Right in the heart of Colonial Williamsburg stands the Peyton-Randolph House. Since it was first built in 1715, the Georgian-style mansion has earned its reputation as one of the most haunted places in Virginia.
The home received its name from its first owner, Peyton Randolph, a prominent politician who served as the first president to the Continental Congress during the American Revolution in the late 18th century. Many famous revolutionary figures have visited the home including Randolph’s cousin and third US President, Thomas Jefferson.
Over time, the Peyton-Randolph House became the scene of many tragedies. During the American Revolution, the home served as a hospital for wounded soldiers. Most likely, a great many soldiers drew their last breath within the walls of the home.
In fact, many deaths occurred in the Peyton-Randolph House. A former Confederate soldier of the American Civil War passed away in the home after succumbing to illness while attending the College of William and Mary. Later, two men met their demise here after fighting to the death over a heated argument.

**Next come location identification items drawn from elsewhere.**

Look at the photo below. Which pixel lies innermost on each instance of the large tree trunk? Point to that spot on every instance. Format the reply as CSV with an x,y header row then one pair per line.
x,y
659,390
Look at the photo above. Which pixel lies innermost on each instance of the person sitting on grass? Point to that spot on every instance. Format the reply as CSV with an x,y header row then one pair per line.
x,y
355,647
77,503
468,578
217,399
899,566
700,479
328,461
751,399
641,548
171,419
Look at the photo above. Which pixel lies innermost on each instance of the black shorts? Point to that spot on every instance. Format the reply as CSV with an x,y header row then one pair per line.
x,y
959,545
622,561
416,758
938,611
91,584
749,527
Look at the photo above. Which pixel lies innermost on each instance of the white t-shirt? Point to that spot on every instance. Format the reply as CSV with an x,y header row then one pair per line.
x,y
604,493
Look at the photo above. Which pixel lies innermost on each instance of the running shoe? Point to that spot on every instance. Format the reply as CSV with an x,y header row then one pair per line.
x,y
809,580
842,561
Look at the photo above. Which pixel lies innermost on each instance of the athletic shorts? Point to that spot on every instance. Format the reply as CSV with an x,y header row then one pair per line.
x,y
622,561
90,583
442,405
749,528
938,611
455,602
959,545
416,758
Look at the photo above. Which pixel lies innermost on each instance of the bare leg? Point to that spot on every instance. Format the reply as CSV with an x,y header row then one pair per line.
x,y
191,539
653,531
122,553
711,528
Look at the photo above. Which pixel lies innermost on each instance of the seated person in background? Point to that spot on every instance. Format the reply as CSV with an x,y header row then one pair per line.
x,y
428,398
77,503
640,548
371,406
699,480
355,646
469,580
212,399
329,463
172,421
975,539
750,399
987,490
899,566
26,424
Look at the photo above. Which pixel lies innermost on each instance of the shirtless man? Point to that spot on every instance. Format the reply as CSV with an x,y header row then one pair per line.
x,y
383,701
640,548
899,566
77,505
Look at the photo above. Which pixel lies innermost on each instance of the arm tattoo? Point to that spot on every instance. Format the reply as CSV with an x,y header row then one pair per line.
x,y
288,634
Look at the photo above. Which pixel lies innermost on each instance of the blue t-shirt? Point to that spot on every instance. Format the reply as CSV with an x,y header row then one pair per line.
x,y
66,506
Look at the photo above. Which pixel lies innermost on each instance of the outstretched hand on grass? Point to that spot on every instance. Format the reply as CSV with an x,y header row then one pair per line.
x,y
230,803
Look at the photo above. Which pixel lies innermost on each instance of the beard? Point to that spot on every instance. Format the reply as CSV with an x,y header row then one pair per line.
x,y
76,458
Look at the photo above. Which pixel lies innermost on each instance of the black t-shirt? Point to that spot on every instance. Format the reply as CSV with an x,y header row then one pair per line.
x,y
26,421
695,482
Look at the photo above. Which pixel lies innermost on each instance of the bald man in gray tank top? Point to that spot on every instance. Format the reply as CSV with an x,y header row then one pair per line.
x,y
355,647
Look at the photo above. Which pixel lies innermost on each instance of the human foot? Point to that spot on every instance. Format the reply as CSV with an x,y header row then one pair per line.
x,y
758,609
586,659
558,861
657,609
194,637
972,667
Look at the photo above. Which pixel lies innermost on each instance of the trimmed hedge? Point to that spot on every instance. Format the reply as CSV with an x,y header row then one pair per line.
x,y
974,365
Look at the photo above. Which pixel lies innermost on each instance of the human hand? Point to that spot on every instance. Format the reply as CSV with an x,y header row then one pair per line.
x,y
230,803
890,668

In the 19th century, a young boy died suddenly after falling from a tree nearby. Oddly enough, a little girl also died here after plunging from a second-story window of the house. Today, visitors witness strange movements from the second floor window. Perhaps the little girl continues to play inside the house.
Of course, any home where so many lived and died seems to attract the ghosts of its former residents. Marquis de Lafayette, the famous French General of the American Revolution, insisted the house was haunted after spending a night there. During his stay in 1824, he felt the icy grip of a ghost’s hand upon his shoulder and heard strange voices echoing throughout the halls.
Today, guests who visit the Peyton Randolph House will occasionally spot a glowing apparition of a man dressed in 18th century clothing. Others hear the mysterious sound of boots stomping throughout the house.
Do the former residents of the Peyton-Randolph house continue to wander inside its halls? Those who dare can take a historical ghost tour of Colonial Williamsburg to find out for themselves.